Die internationale Jury
Die Bedeutung, die der internationalen Jury während der Wiener Weltausstellung zukam, brachte schon der Standort ihres Pavillons zum Ausdruck. Links des Haupteingangs gelegen und ein Gegenstück zum Kaiserpavillon bildend, fiel er den Besuchern als einer der ersten Ausstellungsbauten ins Auge. Neben mehreren kleineren Beratungszimmern enthielt der Pavillon einen großen, hellen Saal, der die nähere Prüfung einzelner Exponate durch die Juroren erlaubte und für öffentliche Vorträge genutzt wurde.

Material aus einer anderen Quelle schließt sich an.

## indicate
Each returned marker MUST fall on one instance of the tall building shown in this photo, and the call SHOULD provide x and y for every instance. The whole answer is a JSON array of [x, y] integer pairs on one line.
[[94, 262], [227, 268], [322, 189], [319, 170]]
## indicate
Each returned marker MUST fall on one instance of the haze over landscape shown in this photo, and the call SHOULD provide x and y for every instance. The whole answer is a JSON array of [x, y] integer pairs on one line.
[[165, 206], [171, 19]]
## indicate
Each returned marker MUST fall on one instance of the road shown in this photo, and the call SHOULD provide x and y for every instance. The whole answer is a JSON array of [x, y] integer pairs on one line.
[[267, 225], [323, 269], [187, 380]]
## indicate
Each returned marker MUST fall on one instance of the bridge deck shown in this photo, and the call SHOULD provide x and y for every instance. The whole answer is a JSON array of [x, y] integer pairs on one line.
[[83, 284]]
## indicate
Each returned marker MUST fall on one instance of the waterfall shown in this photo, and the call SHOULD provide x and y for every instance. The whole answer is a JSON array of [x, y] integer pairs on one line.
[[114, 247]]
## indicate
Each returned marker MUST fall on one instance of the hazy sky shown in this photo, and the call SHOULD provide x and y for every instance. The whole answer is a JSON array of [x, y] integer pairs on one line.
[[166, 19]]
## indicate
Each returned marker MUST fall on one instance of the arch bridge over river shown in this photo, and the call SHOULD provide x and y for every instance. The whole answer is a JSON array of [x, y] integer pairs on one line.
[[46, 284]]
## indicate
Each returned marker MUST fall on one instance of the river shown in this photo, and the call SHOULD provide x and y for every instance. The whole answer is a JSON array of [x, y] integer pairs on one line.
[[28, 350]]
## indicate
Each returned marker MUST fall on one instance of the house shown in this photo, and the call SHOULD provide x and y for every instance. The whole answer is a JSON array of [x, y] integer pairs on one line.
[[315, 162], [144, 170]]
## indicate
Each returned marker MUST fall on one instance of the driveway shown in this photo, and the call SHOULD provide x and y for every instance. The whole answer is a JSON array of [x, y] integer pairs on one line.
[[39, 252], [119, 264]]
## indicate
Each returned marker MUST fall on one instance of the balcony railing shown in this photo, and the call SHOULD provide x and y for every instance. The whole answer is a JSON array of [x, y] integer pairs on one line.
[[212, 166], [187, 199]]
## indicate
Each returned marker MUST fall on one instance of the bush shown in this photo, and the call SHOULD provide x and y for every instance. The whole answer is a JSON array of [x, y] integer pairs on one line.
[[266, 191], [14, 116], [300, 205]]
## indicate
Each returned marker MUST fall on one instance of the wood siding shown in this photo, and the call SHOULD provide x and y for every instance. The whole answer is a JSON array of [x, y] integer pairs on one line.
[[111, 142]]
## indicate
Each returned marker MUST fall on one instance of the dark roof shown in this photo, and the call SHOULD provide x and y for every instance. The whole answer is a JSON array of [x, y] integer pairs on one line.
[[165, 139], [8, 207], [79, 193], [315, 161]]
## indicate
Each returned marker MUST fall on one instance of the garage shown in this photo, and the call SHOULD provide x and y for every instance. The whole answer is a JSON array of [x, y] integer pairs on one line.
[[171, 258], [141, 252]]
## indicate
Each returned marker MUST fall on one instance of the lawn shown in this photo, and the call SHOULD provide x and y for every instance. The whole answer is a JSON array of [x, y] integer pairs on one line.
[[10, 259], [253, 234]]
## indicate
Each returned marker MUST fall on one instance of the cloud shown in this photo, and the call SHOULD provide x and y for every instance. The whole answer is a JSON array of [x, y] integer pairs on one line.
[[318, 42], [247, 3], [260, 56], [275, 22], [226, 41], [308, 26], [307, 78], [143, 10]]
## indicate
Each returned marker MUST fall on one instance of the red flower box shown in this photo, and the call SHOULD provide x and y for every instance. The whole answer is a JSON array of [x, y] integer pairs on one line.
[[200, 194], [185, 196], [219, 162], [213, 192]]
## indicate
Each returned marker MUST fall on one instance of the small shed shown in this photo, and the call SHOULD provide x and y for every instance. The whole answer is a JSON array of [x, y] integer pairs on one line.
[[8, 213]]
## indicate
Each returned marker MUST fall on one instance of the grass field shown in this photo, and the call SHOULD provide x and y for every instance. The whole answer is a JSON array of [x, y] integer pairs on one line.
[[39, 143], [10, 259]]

Aufgabe der Jury war es, die in insgesamt 26 Gruppen ausgestellten Objekte (mit Ausnahme jener der Exposition des amateurs) zu beurteilen und die besten von ihnen zu prämieren. Die ernorme Anzahl der Aussteller verlangte eine entsprechende Zahl von Preisrichtern: Unter Johann Adolph Fürst zu Schwarzenberg, dem Präsidenten dieses „Conseil supérieur“, nahmen im Juli 956 Juroren ihre Tätigkeit auf, unter ihnen so bekannte Namen wie Henrik Ibsen, Theodor Billroth oder Werner von Siemens. Während die ungarischen und ausländischen Jurymitglieder von den jeweiligen Landeskommissionen vorgeschlagen wurden, konnten cisleithanische Aussteller die Hälfte der Jurymitglieder selbst wählen, die andere Hälfte wurde vom Präsidenten der Ausstellungskommission ernannt. Für die begleitenden „additionellen“ und temporären Ausstellungen wurden Spezialjurys eingesetzt. Dabei stand es den Ausstellern frei, ihre Produkte bewerten zu lassen. Wer darauf verzichtete und „hors de concours“ präsentierte, musste dies jedoch ausdrücklich erklären.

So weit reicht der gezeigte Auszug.